Escavações arqueológicas no Concheiro do Cabeço da Amoreira, em Muge, Salvaterra de Magos, pretendem aprofundar o conhecimento sobre a transição das últimas comunidades de caçadores-recoletores para os primeiros agricultores no vale de Muge, revelou a coordenadora do projeto.
Em declarações à agência Lusa, a arqueóloga Célia Gonçalves, investigadora do Centro Interdisciplinar de Arqueologia e Evolução do Comportamento Humano (ICArEHB) da Universidade do Algarve, explicou hoje que o atual projeto de investigação procura identificar elementos que ajudem a compreender a passagem do Mesolítico para o Neolítico na região, no distrito de Santarém.

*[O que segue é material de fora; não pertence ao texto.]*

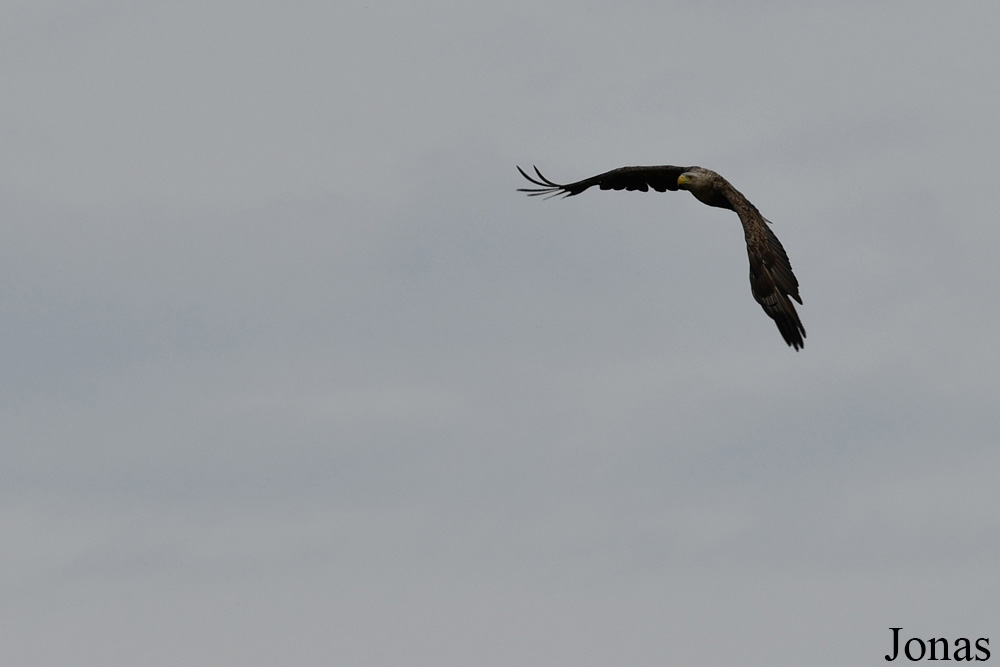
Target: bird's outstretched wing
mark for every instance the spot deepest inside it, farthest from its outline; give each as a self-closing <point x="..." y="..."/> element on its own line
<point x="772" y="282"/>
<point x="661" y="179"/>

“Os indícios que temos até ao momento parecem indicar que foi uma transição em que houve contacto entre as duas comunidades e uma aculturação de certas características”, afirmou.

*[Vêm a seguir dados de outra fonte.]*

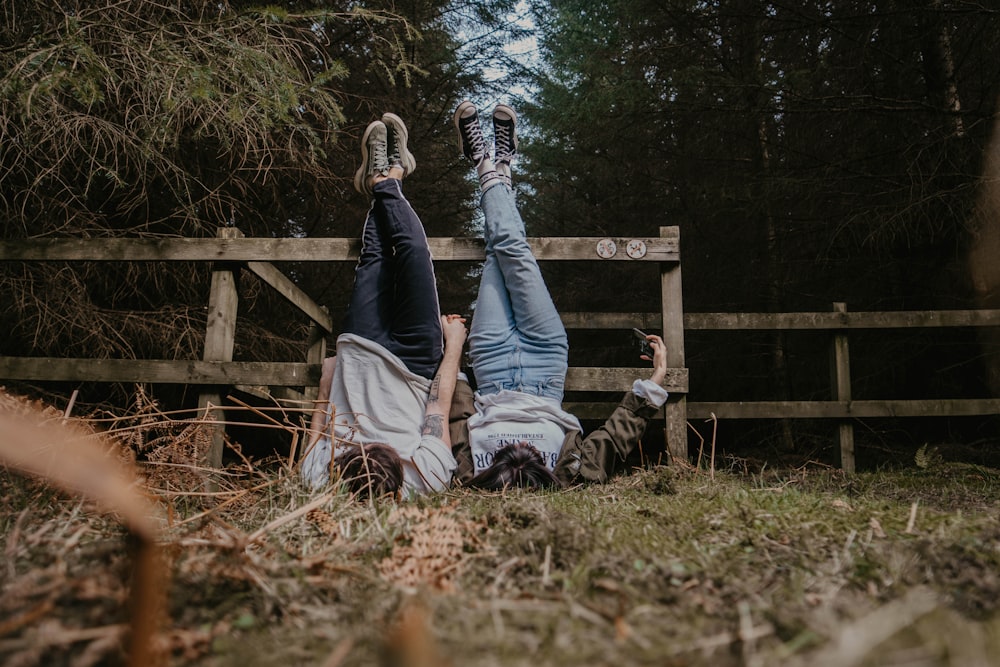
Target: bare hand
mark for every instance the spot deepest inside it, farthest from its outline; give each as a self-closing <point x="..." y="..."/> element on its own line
<point x="454" y="330"/>
<point x="659" y="358"/>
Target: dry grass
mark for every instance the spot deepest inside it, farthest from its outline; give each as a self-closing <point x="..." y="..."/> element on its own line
<point x="665" y="566"/>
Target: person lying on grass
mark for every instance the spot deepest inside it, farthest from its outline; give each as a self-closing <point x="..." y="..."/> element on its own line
<point x="514" y="432"/>
<point x="381" y="416"/>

Segundo a investigadora, uma das evidências dessa continuidade prende-se com os enterramentos encontrados no local.
“Temos muitos enterramentos nos concheiros do Cabeço da Amoreira e também encontrámos enterramentos neolíticos, o que nos leva a pensar que houve uma continuidade ao nível da funcionalidade e do simbolismo do espaço”, referiu.
A campanha de 2026 decorre num dos concheiros mesolíticos de Muge, conjunto arqueológico com cerca de 8.000 anos considerado um dos mais importantes da Pré-História europeia e classificado como Monumento Nacional.
Os trabalhos estão a ser desenvolvidos por uma equipa internacional coordenada por Célia Gonçalves, dando continuidade ao programa de investigação que o ICArEHB mantém no local desde 2008.
Os resultados obtidos ao longo das últimas campanhas permitiram identificar sinais de crescente complexidade social entre as comunidades mesolíticas da região ao nível da organização espacial dos sítios, da exploração dos recursos e das práticas funerárias.
“Compreendemos que existiam indícios de uma complexificação da sociedade e isso levou-nos a avançar para esta nova fase, focada na compreensão da transição para o Neolítico”, explicou Célia Gonçalves.
Na campanha deste ano, os arqueólogos estão a concluir a escavação de uma área onde já foram atingidas as camadas estéreis, sem vestígios arqueológicos, e a investigar o contexto associado a um esqueleto identificado há dois anos numa zona anteriormente intervencionada nas décadas de 1930 e 1960.
A investigadora salientou que os concheiros de Muge constituem uma referência para o estudo do Mesolítico europeu, contribuindo para o conhecimento da ocupação humana da Península Ibérica e dos processos de mudança ocorridos na Pré-História.
A metodologia utilizada pela equipa assenta num registo tridimensional detalhado de todos os artefactos e estruturas identificados durante as escavações.
“Quando estamos a escavar estamos a destruir o sítio e a informação perde-se para sempre. Por isso fazemos um registo tridimensional de todos os artefactos e camadas para podermos reconstruir virtualmente o sítio”, explicou.
Segundo a arqueóloga, os investigadores já recolheram mais de 300 mil peças desde o início dos trabalhos em Muge, materiais que depois são analisados por especialistas de diferentes áreas, desde a fauna terrestre aos peixes, passando pelos moluscos e indústria lítica.
Parte desse espólio encontra-se exposta no Centro de Interpretação dos Concheiros de Muge, enquanto os estudos decorrem atualmente no MUGE.lab, laboratório instalado na Casa do Povo de Muge através de um protocolo com o município de Salvaterra de Magos.
“O objetivo é que o material não saia do concelho nem do local onde foi encontrado, permitindo que os investigadores trabalhem em Muge e que os resultados possam ser devolvidos à comunidade”, afirmou.
A campanha inclui ainda visitas guiadas ao centro de interpretação e ao laboratório, iniciativa que, segundo a coordenadora, pretende aproximar a população do património arqueológico local.
“O objetivo é devolver à comunidade aquilo que é da comunidade”, afirmou, destacando o apoio da Câmara Municipal de Salvaterra de Magos, da Casa Cadaval e dos habitantes de Muge.
A responsável adiantou ainda que está a ser preparado, para o próximo ano, um projeto de ciência cidadã que permitirá a participação de voluntários nas escavações arqueológicas.